Wednesday, September 30, 2009
No Service Salons
I’ve been denied service at the two major hair salons in Amherst. Why? Because I choose to keep my hair natural. So see a black hairstylist, you say. Well, that would work except the black stylist I saw, funnily enough, didn’t know how to cut my hair either. Most likely because she is used to cutting the hair of black women who choose to have their manes chemically treated. In addition to her dry cut consisting of taking a random handful of my hair and chopping, she made judgments about my father. The only thing she knew about him was that he was black, and that he liked my hair natural, and that was enough for her.
“Did those salons really turn you away,” you ask? In the first instance, the owner of the salon where I get regular waxing took one look at my hair and said, “You don’t want me to cut it. Really.” Her reasoning? It will be frizzy for two weeks because it’s raining.
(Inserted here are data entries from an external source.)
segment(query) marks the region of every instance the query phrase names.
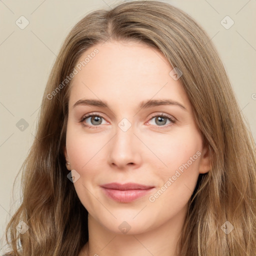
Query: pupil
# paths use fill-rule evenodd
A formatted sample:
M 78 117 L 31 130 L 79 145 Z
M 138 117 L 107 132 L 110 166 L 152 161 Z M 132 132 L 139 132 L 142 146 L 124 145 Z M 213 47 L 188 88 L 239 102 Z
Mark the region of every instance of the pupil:
M 100 118 L 100 116 L 94 116 L 94 118 L 92 118 L 92 124 L 94 124 L 94 122 L 96 122 L 96 124 L 100 124 L 102 123 L 102 122 L 99 122 L 99 121 L 100 120 L 100 118 Z M 99 122 L 98 123 L 97 123 L 96 122 Z
M 156 119 L 156 124 L 158 124 L 158 122 L 160 122 L 159 124 L 160 124 L 160 126 L 162 126 L 164 124 L 165 124 L 166 123 L 166 122 L 162 122 L 163 121 L 163 120 L 164 119 L 165 119 L 166 118 L 163 118 L 163 117 L 162 117 L 162 116 L 158 116 L 158 118 Z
As a semi-native of Seattle I am well aware that a haircut in rainy weather does not result in two weeks of frizziness. Perhaps she was confusing it with a hot iron treatment, which is probably what black clients usually come in for. Nevertheless, I decided I did not want to trust her with a pair of scissors, and even my confused expression was met with nothing but continued assertions that "you REALLY do not want me to cut your hair."
The second stylist, who I had been seeing for the past year, accosted me today as I walked in for my haircut, saying, “Because you’re growing your hair out you’ll want to find someone who knows how to cut your kind of hair" (emphasis mine). Funny, as the first time I saw her I lamented being turned away by the other salon. She was completely sympathetic to my plight, yet also terrified because she could not restyle my hair the way it was when I walked in. No sweat, I said, I just need a cut; I can style it myself. Now apparently even the cutting is too much for this seasoned stylist. Now that I’m growing my hair natural it’s the healthiest it’s ever been. But stylists seem unwilling to tackle this curly black beast in its natural state and instead send me on my way to “my people.” Tell me where my people are, and I’ll be glad to make the journey. None of my people, at least in Amherst, have successfully found a stylist.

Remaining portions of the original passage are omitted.